DÉFENSE NATIONALELes vacances sont finies, je suis revenu des terres déconnectées. Je retrouve mon ordinateur, ma box, mon opérateur. Aujourd’hui reprenons le lien avec les amateurs de mes chroniques.
Je propose un retour sur le sujet de la gouvernance économique et un regard sur l’actualité.

La chose et le prix

Le contrat et les prix

Le projet est le mode habituel de création ou de modification d’un système d’information numérique. Des personnes compétentes sont réunies pour produire le nouveau système. Des contrats permettent de définir les règles du jeu entre elles. Comme expliqué dans plusieurs chroniques, cette organisation échappe à l’économie de marché, faute de pouvoir définir a priori le prix du système final.
Certains contesteront cette conception. Les contrats liés aux projets sont pleins de prix, prix unitaires, avec ou sans variation de prix, accompagnés de pénalités ou de primes. Ces prix s’appliquent à des unités d’œuvre détaillées (heures d’ingénieurs, jours de techniciens, nombre de documents repris, etc.).
Le suivi de ces prix et de ces unités d’œuvre occupe la conduite de projet.
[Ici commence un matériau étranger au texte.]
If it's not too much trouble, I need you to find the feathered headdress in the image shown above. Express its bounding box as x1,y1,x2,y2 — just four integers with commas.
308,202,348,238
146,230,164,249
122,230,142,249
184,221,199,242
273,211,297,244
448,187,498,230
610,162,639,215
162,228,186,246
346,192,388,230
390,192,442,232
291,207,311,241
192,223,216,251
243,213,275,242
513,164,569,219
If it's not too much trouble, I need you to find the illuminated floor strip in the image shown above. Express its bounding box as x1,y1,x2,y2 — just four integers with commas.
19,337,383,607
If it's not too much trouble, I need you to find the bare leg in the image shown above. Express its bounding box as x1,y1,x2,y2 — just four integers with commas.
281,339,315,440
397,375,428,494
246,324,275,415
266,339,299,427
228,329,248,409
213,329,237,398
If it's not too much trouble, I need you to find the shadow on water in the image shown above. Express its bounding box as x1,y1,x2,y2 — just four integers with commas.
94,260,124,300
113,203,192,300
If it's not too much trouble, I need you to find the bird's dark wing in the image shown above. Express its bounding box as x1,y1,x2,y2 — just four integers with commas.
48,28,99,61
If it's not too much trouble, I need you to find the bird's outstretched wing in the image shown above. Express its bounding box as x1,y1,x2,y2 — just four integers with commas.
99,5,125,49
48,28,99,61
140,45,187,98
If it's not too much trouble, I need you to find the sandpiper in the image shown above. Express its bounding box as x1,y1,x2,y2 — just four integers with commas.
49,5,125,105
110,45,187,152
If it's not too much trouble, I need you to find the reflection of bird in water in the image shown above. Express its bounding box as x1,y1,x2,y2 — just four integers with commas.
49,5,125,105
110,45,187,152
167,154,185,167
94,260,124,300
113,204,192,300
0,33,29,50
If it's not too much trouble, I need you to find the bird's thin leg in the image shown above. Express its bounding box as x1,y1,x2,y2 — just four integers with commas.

Le PMO (Projet Management Office), chargé de suivre l’avancement du projet, consacre un temps considérable à collecter ces éléments. Les acteurs du projet sont même agacés par ces intrusions incessantes, et voient là la mise en œuvre d’une logique financière, et donc l’emprise de l’économie de marché.
Mais il serait erroné de confondre le besoin de mesurer l’impact financier des travaux et et l’appel au marché. La mise en concurrence des prestataires potentiels s’est faite en amont de la définition du coût définitif du projet, et les prix unitaires ne peuvent le remplacer.
Pour nous en persuader, examinons l’avis du Ministère des Finances et de l’Economie.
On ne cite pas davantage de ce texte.